- Produce Free Electricity For Your Home and Appliances in Just 48 Hours With The "Howard Johnson Motor" (HoJo Motor) - The only "Free Energy Device" to have 3 U.S. Patents! | HoJo Motor
- http://www.hojomotor.com/vid
- >Produce Free electricity for your home and appliances in just 2 days!<
- No, you won’t be able to do this.
- >Fire the Greedy electric companies and supply more of your own electricity!<
- NO, you won’t be doing that either. Rather, you’ll be giving the greedy, self-deluding scam peddler lots of money as well as your greedy electric company.

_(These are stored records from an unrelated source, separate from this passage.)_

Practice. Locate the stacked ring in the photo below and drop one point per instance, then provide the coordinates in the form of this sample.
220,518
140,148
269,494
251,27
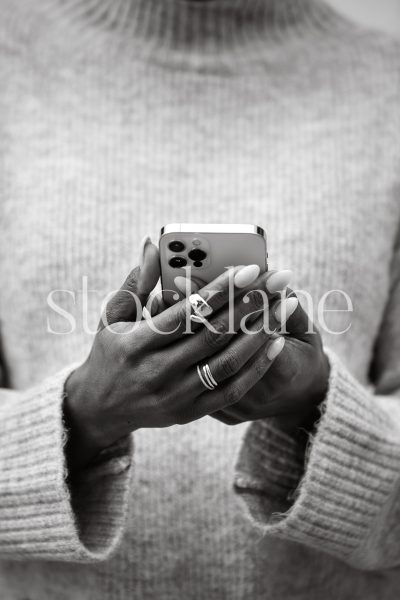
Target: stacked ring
206,377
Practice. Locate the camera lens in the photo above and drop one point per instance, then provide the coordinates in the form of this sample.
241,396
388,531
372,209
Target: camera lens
177,262
176,246
197,254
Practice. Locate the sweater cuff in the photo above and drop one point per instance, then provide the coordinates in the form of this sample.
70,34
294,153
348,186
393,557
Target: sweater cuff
41,514
270,461
351,469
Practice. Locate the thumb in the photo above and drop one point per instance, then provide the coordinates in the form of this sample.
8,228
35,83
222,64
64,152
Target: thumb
127,303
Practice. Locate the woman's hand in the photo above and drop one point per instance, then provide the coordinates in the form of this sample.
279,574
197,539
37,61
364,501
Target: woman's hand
143,374
295,384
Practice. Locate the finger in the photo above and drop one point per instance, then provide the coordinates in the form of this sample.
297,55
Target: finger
170,325
220,330
290,316
229,361
236,387
126,304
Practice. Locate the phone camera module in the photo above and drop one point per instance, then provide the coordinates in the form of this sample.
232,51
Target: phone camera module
197,255
177,262
176,246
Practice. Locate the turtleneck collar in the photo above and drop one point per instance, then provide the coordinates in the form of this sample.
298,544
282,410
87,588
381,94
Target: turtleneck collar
207,26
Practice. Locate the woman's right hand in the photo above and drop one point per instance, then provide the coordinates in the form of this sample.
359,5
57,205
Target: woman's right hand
137,377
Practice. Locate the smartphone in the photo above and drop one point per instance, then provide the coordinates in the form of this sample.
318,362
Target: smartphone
204,251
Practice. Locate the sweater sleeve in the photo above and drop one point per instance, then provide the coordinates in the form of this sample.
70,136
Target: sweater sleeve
44,514
341,495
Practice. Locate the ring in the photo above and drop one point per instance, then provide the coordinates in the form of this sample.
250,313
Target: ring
200,307
206,377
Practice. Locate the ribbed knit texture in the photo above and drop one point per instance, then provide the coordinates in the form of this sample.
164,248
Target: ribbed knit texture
117,117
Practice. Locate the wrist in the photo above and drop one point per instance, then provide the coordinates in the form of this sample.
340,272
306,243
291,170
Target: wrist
83,444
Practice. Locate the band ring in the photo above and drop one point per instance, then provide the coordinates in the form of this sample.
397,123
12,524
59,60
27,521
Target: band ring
206,377
200,308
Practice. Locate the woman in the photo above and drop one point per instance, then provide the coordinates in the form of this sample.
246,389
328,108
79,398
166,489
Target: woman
118,116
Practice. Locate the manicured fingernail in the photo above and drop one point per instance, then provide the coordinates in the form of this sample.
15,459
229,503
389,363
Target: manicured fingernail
142,249
145,313
184,283
285,309
275,348
246,275
278,281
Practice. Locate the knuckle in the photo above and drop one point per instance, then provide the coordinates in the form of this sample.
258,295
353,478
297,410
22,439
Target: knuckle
215,337
256,299
260,367
232,394
229,364
132,279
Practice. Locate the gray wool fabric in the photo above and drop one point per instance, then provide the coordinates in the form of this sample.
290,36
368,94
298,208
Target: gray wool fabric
117,117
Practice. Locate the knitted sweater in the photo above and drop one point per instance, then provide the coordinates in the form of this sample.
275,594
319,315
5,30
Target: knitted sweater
117,116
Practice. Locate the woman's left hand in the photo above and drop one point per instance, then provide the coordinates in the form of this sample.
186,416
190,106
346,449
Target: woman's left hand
294,385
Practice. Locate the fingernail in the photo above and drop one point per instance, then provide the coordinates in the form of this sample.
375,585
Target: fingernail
278,281
246,276
285,309
145,313
184,283
142,248
275,348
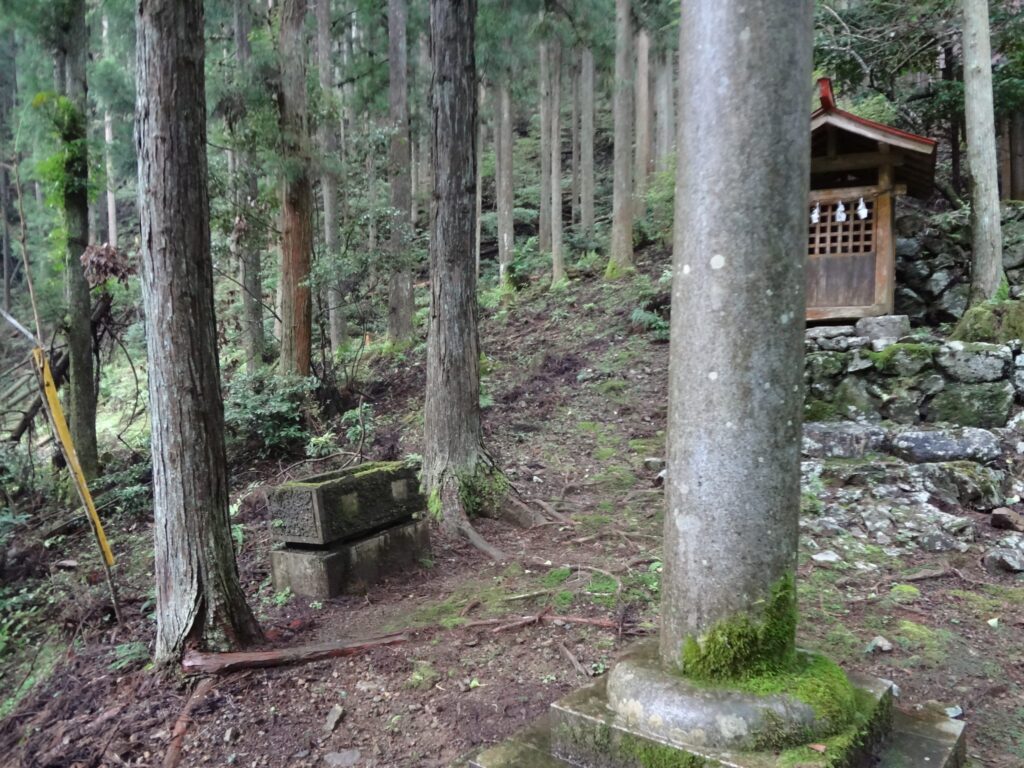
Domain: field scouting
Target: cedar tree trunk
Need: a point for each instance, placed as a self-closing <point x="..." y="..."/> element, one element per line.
<point x="622" y="188"/>
<point x="199" y="599"/>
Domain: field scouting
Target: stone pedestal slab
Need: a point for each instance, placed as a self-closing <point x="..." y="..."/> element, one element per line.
<point x="350" y="567"/>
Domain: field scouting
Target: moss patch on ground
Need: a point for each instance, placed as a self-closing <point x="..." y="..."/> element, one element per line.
<point x="745" y="644"/>
<point x="994" y="322"/>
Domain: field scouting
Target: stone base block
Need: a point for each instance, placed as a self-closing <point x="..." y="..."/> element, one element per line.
<point x="322" y="573"/>
<point x="582" y="731"/>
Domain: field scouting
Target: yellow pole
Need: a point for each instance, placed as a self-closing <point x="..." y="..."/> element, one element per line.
<point x="59" y="424"/>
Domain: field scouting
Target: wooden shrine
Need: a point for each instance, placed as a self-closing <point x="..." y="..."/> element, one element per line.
<point x="858" y="167"/>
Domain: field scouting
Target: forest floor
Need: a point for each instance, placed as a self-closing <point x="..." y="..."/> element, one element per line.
<point x="579" y="396"/>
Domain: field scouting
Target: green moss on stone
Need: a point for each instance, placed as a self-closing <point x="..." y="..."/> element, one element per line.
<point x="984" y="406"/>
<point x="652" y="755"/>
<point x="903" y="358"/>
<point x="747" y="645"/>
<point x="993" y="322"/>
<point x="373" y="468"/>
<point x="482" y="491"/>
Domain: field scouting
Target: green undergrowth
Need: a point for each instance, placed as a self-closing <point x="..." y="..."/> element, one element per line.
<point x="994" y="322"/>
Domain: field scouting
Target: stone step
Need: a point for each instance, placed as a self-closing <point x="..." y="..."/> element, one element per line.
<point x="924" y="741"/>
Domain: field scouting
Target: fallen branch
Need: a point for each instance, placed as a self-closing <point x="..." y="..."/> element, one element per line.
<point x="572" y="659"/>
<point x="173" y="755"/>
<point x="926" y="574"/>
<point x="197" y="663"/>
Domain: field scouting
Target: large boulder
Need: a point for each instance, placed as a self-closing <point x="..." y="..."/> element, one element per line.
<point x="843" y="439"/>
<point x="997" y="323"/>
<point x="973" y="404"/>
<point x="922" y="445"/>
<point x="974" y="363"/>
<point x="886" y="327"/>
<point x="904" y="358"/>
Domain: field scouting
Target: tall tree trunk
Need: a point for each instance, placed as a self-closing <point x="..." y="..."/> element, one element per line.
<point x="721" y="474"/>
<point x="544" y="219"/>
<point x="8" y="91"/>
<point x="506" y="230"/>
<point x="557" y="257"/>
<point x="986" y="270"/>
<point x="459" y="475"/>
<point x="426" y="162"/>
<point x="574" y="137"/>
<point x="949" y="76"/>
<point x="622" y="189"/>
<point x="481" y="97"/>
<point x="297" y="236"/>
<point x="112" y="201"/>
<point x="642" y="89"/>
<point x="248" y="249"/>
<point x="665" y="113"/>
<point x="1017" y="155"/>
<point x="400" y="301"/>
<point x="82" y="393"/>
<point x="199" y="598"/>
<point x="329" y="179"/>
<point x="587" y="142"/>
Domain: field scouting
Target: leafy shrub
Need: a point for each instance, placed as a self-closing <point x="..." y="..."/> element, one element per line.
<point x="651" y="322"/>
<point x="358" y="424"/>
<point x="263" y="413"/>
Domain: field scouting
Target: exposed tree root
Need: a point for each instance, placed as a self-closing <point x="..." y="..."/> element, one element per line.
<point x="466" y="530"/>
<point x="217" y="664"/>
<point x="173" y="755"/>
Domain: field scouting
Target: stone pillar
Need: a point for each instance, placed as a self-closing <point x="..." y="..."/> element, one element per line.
<point x="737" y="336"/>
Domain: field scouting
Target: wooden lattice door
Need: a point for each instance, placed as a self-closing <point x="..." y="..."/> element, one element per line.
<point x="842" y="256"/>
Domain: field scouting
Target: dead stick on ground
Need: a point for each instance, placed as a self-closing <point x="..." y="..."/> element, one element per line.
<point x="923" y="576"/>
<point x="173" y="755"/>
<point x="572" y="659"/>
<point x="197" y="663"/>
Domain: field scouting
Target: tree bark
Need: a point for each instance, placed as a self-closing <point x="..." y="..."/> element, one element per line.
<point x="735" y="400"/>
<point x="574" y="137"/>
<point x="426" y="162"/>
<point x="665" y="113"/>
<point x="8" y="91"/>
<point x="544" y="217"/>
<point x="557" y="257"/>
<point x="506" y="230"/>
<point x="112" y="201"/>
<point x="1017" y="156"/>
<point x="642" y="89"/>
<point x="986" y="270"/>
<point x="400" y="301"/>
<point x="587" y="142"/>
<point x="296" y="242"/>
<point x="457" y="472"/>
<point x="622" y="190"/>
<point x="82" y="392"/>
<point x="199" y="598"/>
<point x="329" y="178"/>
<point x="248" y="250"/>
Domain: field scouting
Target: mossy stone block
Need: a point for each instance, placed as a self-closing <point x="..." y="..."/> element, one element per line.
<point x="984" y="406"/>
<point x="345" y="505"/>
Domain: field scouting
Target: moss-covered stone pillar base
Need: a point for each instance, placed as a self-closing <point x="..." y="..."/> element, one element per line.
<point x="584" y="730"/>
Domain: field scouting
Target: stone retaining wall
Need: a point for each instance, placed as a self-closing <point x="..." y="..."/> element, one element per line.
<point x="933" y="261"/>
<point x="879" y="370"/>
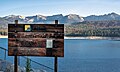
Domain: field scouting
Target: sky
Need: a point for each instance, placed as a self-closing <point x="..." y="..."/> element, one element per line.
<point x="53" y="7"/>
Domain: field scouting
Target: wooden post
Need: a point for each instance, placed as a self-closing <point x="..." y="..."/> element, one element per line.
<point x="5" y="55"/>
<point x="15" y="57"/>
<point x="55" y="61"/>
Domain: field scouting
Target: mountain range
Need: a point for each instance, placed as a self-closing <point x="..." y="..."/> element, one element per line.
<point x="67" y="19"/>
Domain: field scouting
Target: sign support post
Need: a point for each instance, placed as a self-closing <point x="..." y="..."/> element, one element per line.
<point x="56" y="59"/>
<point x="15" y="57"/>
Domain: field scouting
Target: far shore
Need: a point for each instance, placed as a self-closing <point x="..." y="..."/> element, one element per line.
<point x="3" y="36"/>
<point x="88" y="37"/>
<point x="94" y="38"/>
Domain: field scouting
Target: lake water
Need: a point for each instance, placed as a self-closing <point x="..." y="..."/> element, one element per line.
<point x="81" y="56"/>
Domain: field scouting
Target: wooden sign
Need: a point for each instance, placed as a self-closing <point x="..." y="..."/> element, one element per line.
<point x="36" y="40"/>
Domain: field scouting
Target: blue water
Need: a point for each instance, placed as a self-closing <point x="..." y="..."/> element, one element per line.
<point x="82" y="56"/>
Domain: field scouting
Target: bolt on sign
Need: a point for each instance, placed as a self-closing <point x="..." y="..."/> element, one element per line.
<point x="36" y="40"/>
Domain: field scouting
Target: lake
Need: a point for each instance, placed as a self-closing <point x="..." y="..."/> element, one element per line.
<point x="80" y="56"/>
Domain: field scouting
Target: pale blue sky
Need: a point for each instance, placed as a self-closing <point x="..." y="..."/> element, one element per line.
<point x="52" y="7"/>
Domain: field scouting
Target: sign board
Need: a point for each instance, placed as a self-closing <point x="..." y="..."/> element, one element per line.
<point x="36" y="40"/>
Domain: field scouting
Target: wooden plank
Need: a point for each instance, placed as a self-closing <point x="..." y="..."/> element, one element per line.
<point x="23" y="51"/>
<point x="36" y="35"/>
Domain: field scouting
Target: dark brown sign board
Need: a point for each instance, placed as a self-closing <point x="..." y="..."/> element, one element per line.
<point x="36" y="40"/>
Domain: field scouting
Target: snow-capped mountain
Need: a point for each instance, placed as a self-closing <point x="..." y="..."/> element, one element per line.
<point x="110" y="16"/>
<point x="67" y="19"/>
<point x="71" y="18"/>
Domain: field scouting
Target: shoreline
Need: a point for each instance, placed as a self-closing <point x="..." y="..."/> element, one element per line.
<point x="3" y="36"/>
<point x="93" y="38"/>
<point x="84" y="38"/>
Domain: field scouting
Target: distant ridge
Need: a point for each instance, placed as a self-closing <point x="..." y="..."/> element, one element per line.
<point x="67" y="19"/>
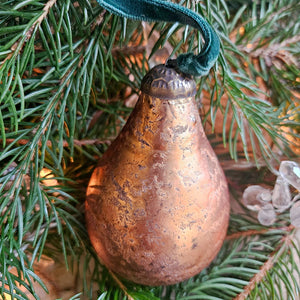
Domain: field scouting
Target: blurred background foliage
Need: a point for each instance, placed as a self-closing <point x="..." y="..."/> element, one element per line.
<point x="69" y="76"/>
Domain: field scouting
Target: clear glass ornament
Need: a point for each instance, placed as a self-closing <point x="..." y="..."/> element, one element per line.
<point x="281" y="196"/>
<point x="290" y="171"/>
<point x="295" y="214"/>
<point x="267" y="215"/>
<point x="256" y="196"/>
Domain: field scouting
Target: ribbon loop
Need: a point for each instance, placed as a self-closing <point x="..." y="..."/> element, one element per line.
<point x="160" y="10"/>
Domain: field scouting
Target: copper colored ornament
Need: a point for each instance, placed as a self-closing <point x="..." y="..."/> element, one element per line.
<point x="157" y="204"/>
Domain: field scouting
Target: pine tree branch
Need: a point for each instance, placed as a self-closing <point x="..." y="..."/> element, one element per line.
<point x="271" y="50"/>
<point x="120" y="284"/>
<point x="237" y="235"/>
<point x="266" y="267"/>
<point x="17" y="46"/>
<point x="65" y="143"/>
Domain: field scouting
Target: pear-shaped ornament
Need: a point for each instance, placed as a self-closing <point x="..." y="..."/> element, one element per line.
<point x="157" y="204"/>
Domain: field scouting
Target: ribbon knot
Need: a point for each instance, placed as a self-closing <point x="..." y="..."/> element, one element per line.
<point x="164" y="11"/>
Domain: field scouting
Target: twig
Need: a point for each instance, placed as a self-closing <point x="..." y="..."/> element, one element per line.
<point x="29" y="32"/>
<point x="267" y="266"/>
<point x="120" y="284"/>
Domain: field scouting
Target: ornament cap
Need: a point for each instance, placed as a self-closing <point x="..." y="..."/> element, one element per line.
<point x="166" y="82"/>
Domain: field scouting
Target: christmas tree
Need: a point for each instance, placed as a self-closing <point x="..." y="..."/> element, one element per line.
<point x="70" y="73"/>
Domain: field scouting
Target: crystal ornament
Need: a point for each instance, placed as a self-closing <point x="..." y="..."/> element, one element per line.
<point x="295" y="214"/>
<point x="281" y="197"/>
<point x="267" y="215"/>
<point x="290" y="171"/>
<point x="255" y="197"/>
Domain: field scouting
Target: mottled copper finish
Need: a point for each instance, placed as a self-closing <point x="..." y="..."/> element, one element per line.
<point x="157" y="204"/>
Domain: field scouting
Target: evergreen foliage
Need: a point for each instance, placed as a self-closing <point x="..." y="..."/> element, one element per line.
<point x="65" y="69"/>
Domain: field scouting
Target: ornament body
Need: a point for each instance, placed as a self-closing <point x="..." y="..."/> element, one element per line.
<point x="157" y="205"/>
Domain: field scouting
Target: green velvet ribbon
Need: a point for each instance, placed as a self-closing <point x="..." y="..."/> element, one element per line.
<point x="160" y="10"/>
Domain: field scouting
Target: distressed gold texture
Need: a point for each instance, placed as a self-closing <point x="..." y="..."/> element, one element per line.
<point x="157" y="204"/>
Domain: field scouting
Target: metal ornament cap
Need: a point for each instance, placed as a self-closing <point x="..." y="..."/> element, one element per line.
<point x="157" y="205"/>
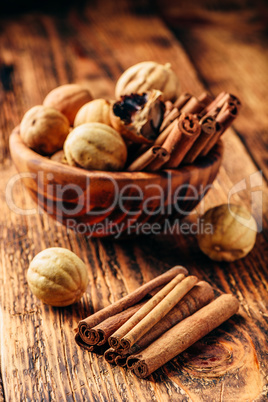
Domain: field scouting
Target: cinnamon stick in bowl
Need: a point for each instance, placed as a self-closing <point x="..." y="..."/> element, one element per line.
<point x="183" y="335"/>
<point x="181" y="139"/>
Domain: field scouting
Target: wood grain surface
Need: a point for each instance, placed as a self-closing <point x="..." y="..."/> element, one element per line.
<point x="39" y="357"/>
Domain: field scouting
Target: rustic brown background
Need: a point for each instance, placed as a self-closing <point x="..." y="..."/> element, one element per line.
<point x="214" y="46"/>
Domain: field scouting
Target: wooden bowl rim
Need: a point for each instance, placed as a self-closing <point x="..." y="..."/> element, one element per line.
<point x="17" y="146"/>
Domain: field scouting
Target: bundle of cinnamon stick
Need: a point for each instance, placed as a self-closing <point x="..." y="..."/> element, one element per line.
<point x="156" y="322"/>
<point x="190" y="129"/>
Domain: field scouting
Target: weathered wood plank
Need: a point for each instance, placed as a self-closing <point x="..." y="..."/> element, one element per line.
<point x="39" y="356"/>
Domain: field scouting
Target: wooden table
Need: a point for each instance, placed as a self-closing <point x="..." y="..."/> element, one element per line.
<point x="209" y="50"/>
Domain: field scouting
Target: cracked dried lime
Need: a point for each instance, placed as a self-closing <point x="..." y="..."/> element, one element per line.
<point x="57" y="277"/>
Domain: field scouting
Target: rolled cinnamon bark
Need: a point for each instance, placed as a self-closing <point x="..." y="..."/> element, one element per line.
<point x="114" y="340"/>
<point x="165" y="133"/>
<point x="158" y="312"/>
<point x="172" y="115"/>
<point x="99" y="350"/>
<point x="131" y="299"/>
<point x="223" y="98"/>
<point x="183" y="335"/>
<point x="144" y="159"/>
<point x="224" y="120"/>
<point x="208" y="129"/>
<point x="182" y="137"/>
<point x="194" y="106"/>
<point x="168" y="107"/>
<point x="182" y="100"/>
<point x="200" y="295"/>
<point x="162" y="157"/>
<point x="110" y="355"/>
<point x="215" y="102"/>
<point x="99" y="334"/>
<point x="205" y="98"/>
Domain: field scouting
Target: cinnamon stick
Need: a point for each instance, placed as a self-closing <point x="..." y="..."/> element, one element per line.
<point x="215" y="102"/>
<point x="162" y="157"/>
<point x="200" y="295"/>
<point x="158" y="312"/>
<point x="165" y="133"/>
<point x="182" y="137"/>
<point x="144" y="159"/>
<point x="205" y="98"/>
<point x="194" y="106"/>
<point x="110" y="355"/>
<point x="99" y="334"/>
<point x="114" y="340"/>
<point x="182" y="100"/>
<point x="208" y="129"/>
<point x="218" y="103"/>
<point x="183" y="335"/>
<point x="122" y="304"/>
<point x="171" y="116"/>
<point x="224" y="119"/>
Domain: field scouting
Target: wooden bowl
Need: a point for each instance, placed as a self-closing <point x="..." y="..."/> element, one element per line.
<point x="102" y="204"/>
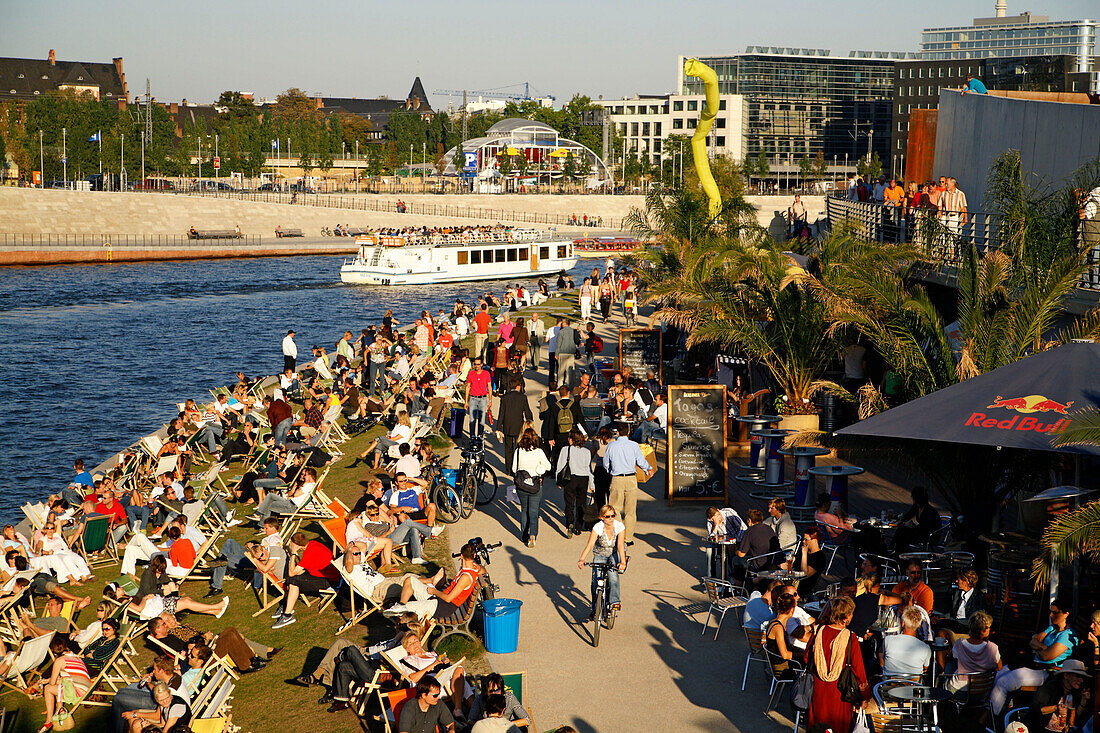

- >Reduce your carbon footprint and help the environment!<
- Get a bicycle, it will actually work.
Perpetual motion machines (and all ‘free energy’ devices are perpetual motion machines) violate either the first law of thermodynamics (conservation of energy) or the second law of thermodynamics (conservation of work).
The first law states that in a closed system you cannot create new energy. This device, the Johnson motor, appears to violate the first law. The claim is that you can generate work without having to input energy. The argument is essentially this: you give an initial impetus to the device and then, once it is going, it will continue to generate more energy than is needed to keep it going.
The second law states that in a closed system, whenever work is done *some* energy is loss to friction etc. In other words, you cannot have an engine that is *so* efficient that 100% of the energy input into the system is used.
The argument against all forms of free energy is this:
1) You cannot get free energy. In other words, you cannot get *more* energy out of a system than you put into it (1st law)
2) In any system where work is done (e.g. a change of states happens because of energy put into the system) some will be loss because of inefficiencies.
3) Therefore, you cannot make a machine that makes enough energy that it can either keep itself going without an external input or get out more energy than you put in.
All ‘free energy’ advertisements are scams don’t fall for ‘em!
2 comments:
Well put. What astonishes me most is that the "Perpetual Motion Machine" has been a joke, a cliché, for decades. I can't imagine who, other than middle-schoolers, could fall for it. Hey, maybe that's the Huff's readership.
The woo is thick on the ground at Huffington Post. Deepak Chopra is a regular columnist there.